Because in the past, no one did.
Supply chain management (SCM) is based on two ideas: one, that everything we buy comes from a complex web of organizations working together (the supply chain) and two, that this chain can be managed. SCM examines the flow of physical objects and information through these systems with the goal of improving quality and decreasing costs.
Traditionally, organizations looking to improve simply looked at what was happening within their own factories and offices. It’s only very recently that academics and industry professionals have begun to talk about SCM. The Lazaridis School is on the leading edge of this conversation, thanks in large part to two strong industry partnerships.
With a gift of $500,000, CN is supporting SCM research and education at the Lazaridis School, in particular through the CN Fellowship in Supply Chain Management. This position, held with great vision and leadership by professor Michael Haughton, has allowed the Supply Chain area to develop new research, build new curricula and collaborate with industry. The third annual World Class Supply Chain Summit, co-hosted by CN and the Lazaridis School, was a highlight of 2018 in the SCM community, with attendance by over 120 delegates from academia, industry and the public sector.
Shervin Espahbod says receiving a scholarship was a game changer for his academic life. “I have a new baby and I was looking for a part-time job when I heard the news,” he said. The second-year PhD student in Operations and Supply Chain Management is now able to focus on how shippers and brokers in the trucking industry negotiate on the spot market – one-off rates, as opposed to contracts. He’s joined by Sara Babaee in receiving the CN Graduate Scholarship in Supply Chain Management and the Maritime-Ontario Freight Lines Ltd. Scholarship. Sara is working toward reducing waste during the transportation of food and agricultural products. For her, too, the scholarship means financial security. “Once you have enough money, you can focus on other things,” she said. “I checked my bank account before I found out I won.

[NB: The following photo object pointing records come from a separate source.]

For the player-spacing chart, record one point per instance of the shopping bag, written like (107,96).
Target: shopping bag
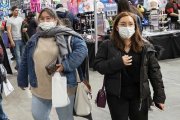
(8,88)
(59,90)
(82,105)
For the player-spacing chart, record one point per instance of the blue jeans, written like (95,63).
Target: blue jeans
(2,114)
(18,50)
(41,109)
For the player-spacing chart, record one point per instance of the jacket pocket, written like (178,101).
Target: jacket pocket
(146,90)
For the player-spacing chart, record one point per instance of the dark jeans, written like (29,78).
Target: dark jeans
(122,108)
(2,114)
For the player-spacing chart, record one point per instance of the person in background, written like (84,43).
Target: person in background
(3,116)
(37,55)
(11,48)
(14,24)
(5,61)
(67,18)
(32,24)
(124,6)
(172,10)
(128,63)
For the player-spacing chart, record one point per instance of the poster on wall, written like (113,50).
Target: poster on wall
(35,5)
(161,3)
(85,6)
(4,7)
(72,6)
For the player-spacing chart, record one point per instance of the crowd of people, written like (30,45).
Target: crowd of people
(127,61)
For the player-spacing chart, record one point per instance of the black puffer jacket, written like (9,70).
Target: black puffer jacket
(109,62)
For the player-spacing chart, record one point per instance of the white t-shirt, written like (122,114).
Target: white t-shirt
(15,23)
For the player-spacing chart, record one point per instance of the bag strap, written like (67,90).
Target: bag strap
(70,50)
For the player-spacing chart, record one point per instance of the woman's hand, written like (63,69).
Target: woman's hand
(60,67)
(160,106)
(127,60)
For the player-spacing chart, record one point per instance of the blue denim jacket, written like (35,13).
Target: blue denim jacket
(26,72)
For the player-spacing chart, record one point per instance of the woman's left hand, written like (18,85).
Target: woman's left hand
(160,106)
(60,67)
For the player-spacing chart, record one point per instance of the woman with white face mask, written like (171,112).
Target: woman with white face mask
(48,45)
(128,63)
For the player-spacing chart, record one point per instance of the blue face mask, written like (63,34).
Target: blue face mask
(47,25)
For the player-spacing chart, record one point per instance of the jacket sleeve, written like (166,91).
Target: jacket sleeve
(155,77)
(22,78)
(106,65)
(74,59)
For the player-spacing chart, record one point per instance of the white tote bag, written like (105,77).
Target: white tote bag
(82,105)
(7,87)
(59,90)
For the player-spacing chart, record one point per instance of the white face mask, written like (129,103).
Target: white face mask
(126,32)
(47,25)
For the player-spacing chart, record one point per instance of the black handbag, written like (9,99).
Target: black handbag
(101,97)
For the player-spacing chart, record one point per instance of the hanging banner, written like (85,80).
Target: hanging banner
(35,5)
(72,6)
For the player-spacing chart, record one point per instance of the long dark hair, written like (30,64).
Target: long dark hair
(52,13)
(136,39)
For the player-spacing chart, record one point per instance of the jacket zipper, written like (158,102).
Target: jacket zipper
(120,86)
(141,77)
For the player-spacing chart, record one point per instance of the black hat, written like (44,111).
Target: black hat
(58,6)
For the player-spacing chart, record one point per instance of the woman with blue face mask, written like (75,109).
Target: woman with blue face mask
(49,44)
(128,63)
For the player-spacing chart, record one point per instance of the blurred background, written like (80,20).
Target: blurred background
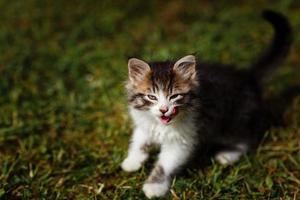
(64,127)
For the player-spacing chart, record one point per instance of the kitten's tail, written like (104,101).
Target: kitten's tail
(279,48)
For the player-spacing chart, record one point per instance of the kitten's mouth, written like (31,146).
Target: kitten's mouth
(166,119)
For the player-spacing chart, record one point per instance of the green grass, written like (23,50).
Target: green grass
(64,127)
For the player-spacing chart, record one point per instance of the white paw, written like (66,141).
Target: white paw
(131,164)
(156,189)
(228,157)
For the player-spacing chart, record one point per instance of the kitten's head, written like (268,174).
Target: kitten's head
(163,89)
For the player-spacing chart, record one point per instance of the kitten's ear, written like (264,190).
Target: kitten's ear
(186,67)
(137,69)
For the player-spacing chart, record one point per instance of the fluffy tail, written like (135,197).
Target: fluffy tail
(279,48)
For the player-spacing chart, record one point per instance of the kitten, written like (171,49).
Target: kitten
(184,104)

I was so surprised by the generous amount that I called the school to ask if it was a dream.” It was real and today Sara spends more time with her husband on weekends and feels more productive at school during the week.

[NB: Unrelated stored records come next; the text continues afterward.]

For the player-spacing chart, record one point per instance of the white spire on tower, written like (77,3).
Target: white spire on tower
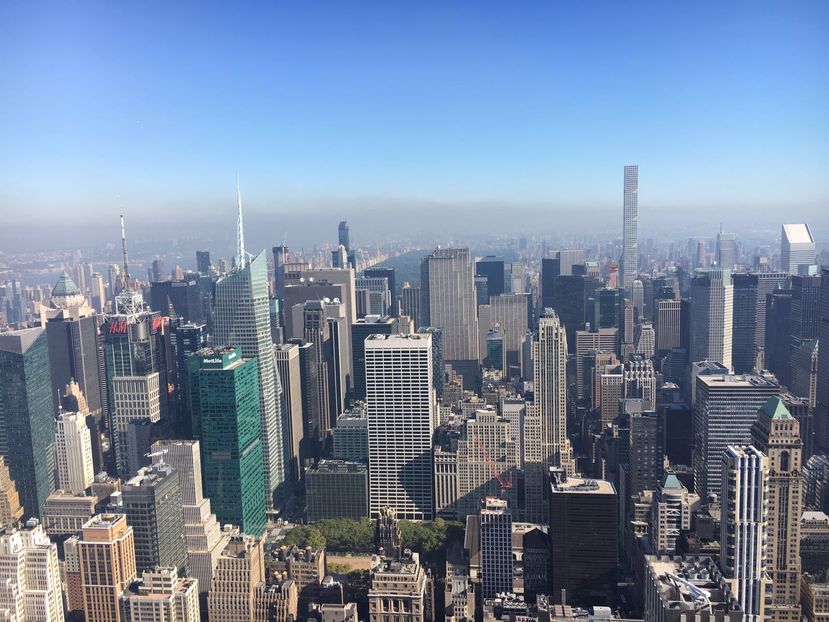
(241,259)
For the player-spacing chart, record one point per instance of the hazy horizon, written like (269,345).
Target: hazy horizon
(327,107)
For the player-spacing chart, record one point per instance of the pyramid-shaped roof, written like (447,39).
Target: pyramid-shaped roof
(670,480)
(776,409)
(65,286)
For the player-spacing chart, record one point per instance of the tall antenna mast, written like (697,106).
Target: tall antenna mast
(125,277)
(240,232)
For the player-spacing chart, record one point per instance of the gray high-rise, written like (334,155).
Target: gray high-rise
(712,307)
(447,283)
(153,506)
(630,252)
(243,320)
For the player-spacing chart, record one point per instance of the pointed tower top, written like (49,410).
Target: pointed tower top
(776,409)
(241,259)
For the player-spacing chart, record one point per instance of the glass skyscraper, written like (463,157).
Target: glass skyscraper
(225,394)
(243,321)
(27,422)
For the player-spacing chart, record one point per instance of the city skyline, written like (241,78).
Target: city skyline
(158,130)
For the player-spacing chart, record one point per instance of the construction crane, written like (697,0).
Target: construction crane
(503,483)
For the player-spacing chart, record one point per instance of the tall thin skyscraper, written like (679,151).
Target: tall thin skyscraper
(226,419)
(630,256)
(777,434)
(401,418)
(496,547)
(73,453)
(743,527)
(822,394)
(447,285)
(712,300)
(726,250)
(546,442)
(243,320)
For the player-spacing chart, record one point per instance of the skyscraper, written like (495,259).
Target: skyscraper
(73,453)
(496,547)
(315,331)
(203,536)
(27,423)
(401,418)
(712,298)
(492,268)
(10,509)
(241,567)
(487,462)
(203,264)
(724,411)
(583,540)
(777,434)
(546,443)
(161,595)
(370,325)
(72,333)
(288,366)
(152,504)
(822,393)
(671,510)
(243,321)
(749,316)
(797,247)
(136,371)
(30,576)
(743,536)
(225,396)
(106,557)
(410,303)
(726,250)
(630,232)
(448,288)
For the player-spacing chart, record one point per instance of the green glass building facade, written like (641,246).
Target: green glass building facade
(226,419)
(27,422)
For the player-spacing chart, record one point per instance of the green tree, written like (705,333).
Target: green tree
(304,536)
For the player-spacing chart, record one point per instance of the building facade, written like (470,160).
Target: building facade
(401,412)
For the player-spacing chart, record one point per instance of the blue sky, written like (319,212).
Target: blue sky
(157,104)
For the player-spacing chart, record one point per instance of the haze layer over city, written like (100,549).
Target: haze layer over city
(383,312)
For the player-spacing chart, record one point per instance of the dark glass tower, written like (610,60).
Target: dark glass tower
(27,422)
(388,274)
(492,268)
(225,396)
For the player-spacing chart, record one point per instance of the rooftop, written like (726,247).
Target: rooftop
(584,486)
(798,234)
(776,409)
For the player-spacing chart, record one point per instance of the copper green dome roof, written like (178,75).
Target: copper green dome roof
(776,409)
(65,286)
(670,480)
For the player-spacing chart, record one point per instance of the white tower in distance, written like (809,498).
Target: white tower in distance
(630,227)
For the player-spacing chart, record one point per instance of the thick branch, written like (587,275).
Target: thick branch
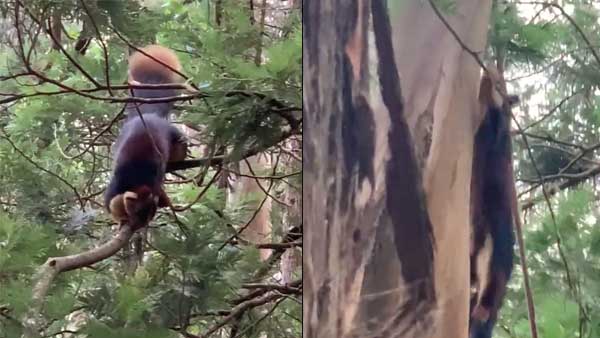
(56,265)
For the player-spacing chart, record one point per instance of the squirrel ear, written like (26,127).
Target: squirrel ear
(130,195)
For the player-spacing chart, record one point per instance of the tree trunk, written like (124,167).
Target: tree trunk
(387,255)
(259,229)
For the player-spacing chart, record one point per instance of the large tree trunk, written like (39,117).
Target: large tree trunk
(368,263)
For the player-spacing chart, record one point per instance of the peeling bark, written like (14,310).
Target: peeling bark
(387,255)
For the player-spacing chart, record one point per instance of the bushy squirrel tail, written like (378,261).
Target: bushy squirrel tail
(153,65)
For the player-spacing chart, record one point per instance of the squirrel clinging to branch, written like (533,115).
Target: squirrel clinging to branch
(147,141)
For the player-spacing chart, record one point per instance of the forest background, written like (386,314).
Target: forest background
(226,261)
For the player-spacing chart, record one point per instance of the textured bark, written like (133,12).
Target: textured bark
(380,259)
(441,79)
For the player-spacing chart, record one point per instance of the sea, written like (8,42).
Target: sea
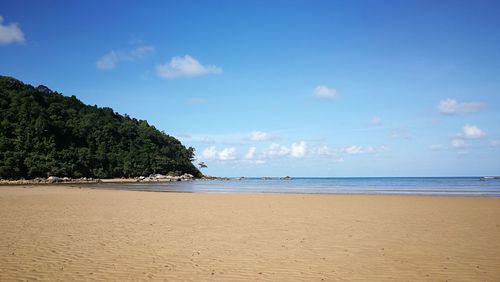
(442,186)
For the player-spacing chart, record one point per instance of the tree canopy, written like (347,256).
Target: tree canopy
(44,133)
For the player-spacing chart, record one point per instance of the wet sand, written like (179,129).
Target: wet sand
(62,233)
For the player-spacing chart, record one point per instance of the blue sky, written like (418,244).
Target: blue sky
(301,88)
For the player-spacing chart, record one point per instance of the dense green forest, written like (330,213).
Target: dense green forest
(44,133)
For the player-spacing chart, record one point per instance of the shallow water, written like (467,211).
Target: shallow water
(456,186)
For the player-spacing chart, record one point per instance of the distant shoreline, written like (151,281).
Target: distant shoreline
(56,233)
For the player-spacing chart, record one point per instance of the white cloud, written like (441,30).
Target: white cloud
(324,92)
(110,60)
(350,150)
(277,150)
(436,147)
(473,132)
(260,136)
(376,120)
(10,33)
(209,153)
(451,106)
(356,150)
(400,133)
(458,143)
(226,154)
(251,153)
(298,150)
(186,66)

The Graham Munro Charitable Foundation is also supporting the next generation of SCM experts at Laurier with their gift of $500,000. The gifts supports the named role of Maritime-Ontario Freight Lines Ltd Director of Laurier’s Centre for Supply Chain Management. This role will foster awareness of the supply chain management profession among students and build strong, mutually beneficial relationships with industry to support teaching excellence and research. The gift will also support scholarships and the Lazaridis Supply Chain Association, a new student association that provides its members with experiential learning opportunities, applied research projects at industry companies, and connections to professional associations.